As the Q2 earnings season wraps, let’s dig into this quarter’s best and worst performers in the household products industry, including Reynolds (NASDAQ: REYN) and its peers.

Household products stocks are generally stable investments, as many of the industry's products are essential for a comfortable and functional living space. Recently, there's been a growing emphasis on eco-friendly and sustainable offerings, reflecting the evolving consumer preferences for environmentally conscious options. These trends can be double-edged swords that benefit companies who innovate quickly to take advantage of them and hurt companies that don't invest enough to meet consumers where they want to be with regards to trends.

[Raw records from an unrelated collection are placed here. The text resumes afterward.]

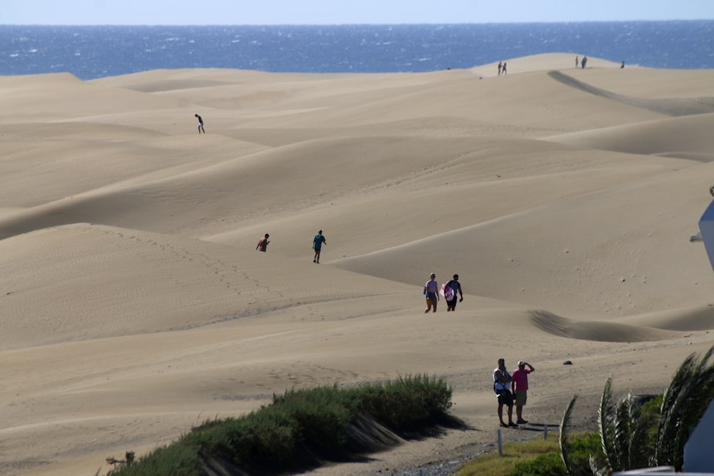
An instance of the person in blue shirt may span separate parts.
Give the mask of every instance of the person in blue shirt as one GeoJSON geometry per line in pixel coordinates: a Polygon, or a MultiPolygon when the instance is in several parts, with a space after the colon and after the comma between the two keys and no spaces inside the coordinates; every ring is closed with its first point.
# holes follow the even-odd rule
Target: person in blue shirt
{"type": "Polygon", "coordinates": [[[315,250],[315,256],[313,257],[313,263],[320,263],[320,251],[322,250],[323,243],[326,245],[327,240],[322,236],[322,230],[320,230],[317,235],[315,235],[315,238],[313,240],[313,249],[315,250]]]}

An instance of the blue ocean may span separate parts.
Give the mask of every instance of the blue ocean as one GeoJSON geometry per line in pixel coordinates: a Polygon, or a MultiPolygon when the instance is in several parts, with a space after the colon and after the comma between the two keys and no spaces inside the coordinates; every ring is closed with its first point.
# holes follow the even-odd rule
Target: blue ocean
{"type": "Polygon", "coordinates": [[[93,79],[156,69],[423,72],[541,53],[714,68],[714,20],[537,24],[0,26],[0,75],[93,79]]]}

The 10 household products stocks we track reported a mixed Q2. As a group, revenues missed analysts’ consensus estimates by 0.6% while next quarter’s revenue guidance was 0.7% below.

While some household products stocks have fared somewhat better than others, they have collectively declined. On average, share prices are down 1.4% since the latest earnings results.

Reynolds (NASDAQ: REYN)

Best known for its aluminum foil, Reynolds (NASDAQ: REYN) is a household products company whose products focus on food storage, cooking, and waste.

Reynolds reported revenues of $938 million, flat year on year. This print exceeded analysts’ expectations by 4%. Overall, it was a strong quarter for the company with a solid beat of analysts’ organic revenue estimates and a decent beat of analysts’ EBITDA estimates.

“We are executing well in a challenging operating environment while also investing in the long-term potential of our business,” said Scott Huckins, President and Chief Executive Officer.

Reynolds Total Revenue

Reynolds pulled off the biggest analyst estimates beat of the whole group. Unsurprisingly, the stock is up 6.5% since reporting and currently trades at $22.95.

Is now the time to buy Reynolds? Access our full analysis of the earnings results here, it’s free.

Best Q2: Clorox (NYSE: CLX)

Founded in 1913 with bleach as the sole product offering, Clorox (NYSE: CLX) today is a consumer products giant whose product portfolio spans everything from bleach to skincare to salad dressing to kitty litter.

Clorox reported revenues of $1.99 billion, up 4.5% year on year, outperforming analysts’ expectations by 3.3%. The business had a very strong quarter with a solid beat of analysts’ EBITDA and organic revenue estimates.

Clorox Total Revenue

Clorox achieved the fastest revenue growth among its peers. Although it had a fine quarter compared its peers, the market seems unhappy with the results as the stock is down 1.7% since reporting. It currently trades at $123.15.

Is now the time to buy Clorox? Access our full analysis of the earnings results here, it’s free.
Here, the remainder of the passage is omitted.